One before demonstrates that f(z) = the 0 to the inside of the circle |z-a| < R₀ taking advantage of repeatedly the fact that f_n(a) = 0, the result is that all the c_n are null and after all therefore the function is null. In order to demonstrate that f(z) = 0 in all the dominion instead enough to demonstrate that is worth 0 in z₁ that obtains combining with a curve to and z₁ , taking to the point of intersection between the edge of the circle of beam ₀R and the curve, a new beam of convergence in which f(z) = the 0 is found, iterando it is reached z₁ .

 

4) a function f(z) ¹ 0, analytics in a G dominion , does not have that an ended number of zeroes in every sottodominio closed limited of the G dominion:

If the number of the zeroes were infinite, from it a convergent subsuccession to a point to in could be extracted which the function is worth 0, that it denies the hypotheses.

 

5) Theorem of oneness :

If two functions f(z) and j(z) are analytics in a G dominion in which a succession of points {z _n}in which exists the values of the functions f(z) and j(z) coincides, then f(z) = j(z) in G.

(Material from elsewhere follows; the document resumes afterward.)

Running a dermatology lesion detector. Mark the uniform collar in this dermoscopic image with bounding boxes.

He is sufficient to establish that the function y(z) = f(z) - j(z) = 0 in G.

 

6) regular Point :

A point z₀ pertaining to a limited dominion is said to regulate for the function f(z) if convergent series of powers S c _n(z-z₀ existsone)ⁿ that, in the intersection of the G dominion with its circle of convergence |z-z₀| < r(z₀), converge to the function f(z).

 

7) On the frontier of the circle of convergence of a series of powers a singular point of the function lies at least F(z) analytics, to which the given series converges :

For absurdity it is had that all the points of the edge of the circle of convergence of the series are regular that is that in the intersection between the convergence circle that corresponds to the single point and the circle of convergence of the series it begins them has convergence to f(z), are had that the difference between the beams of the relative circles of convergence you to 2 points z₁ and z₂ that find on the edge of the circle he is smaller of the distance between the two heads that it is equivalent to say that r(z) is a function uniform continuous let alone limited inferiorly (r(z) > 0) and therefore it assumes its absolute minimum on C₀ after all obtains that the convergence beam must be R₀ r₀ > R₀ and therefore contraddice the hypothesis begins them.

 

8) Function analytics total :

Draft of the F(z) function, obtained for analytical extension along all the possible chains of dominions that they exit from definition the G dominion begins them of the function analytics f(z).

 

9) Disc of centered massimale analiticità in z₀ :

Draft of a dominion that properly is not contained in some disc of center z₀ in which f is olomorfa.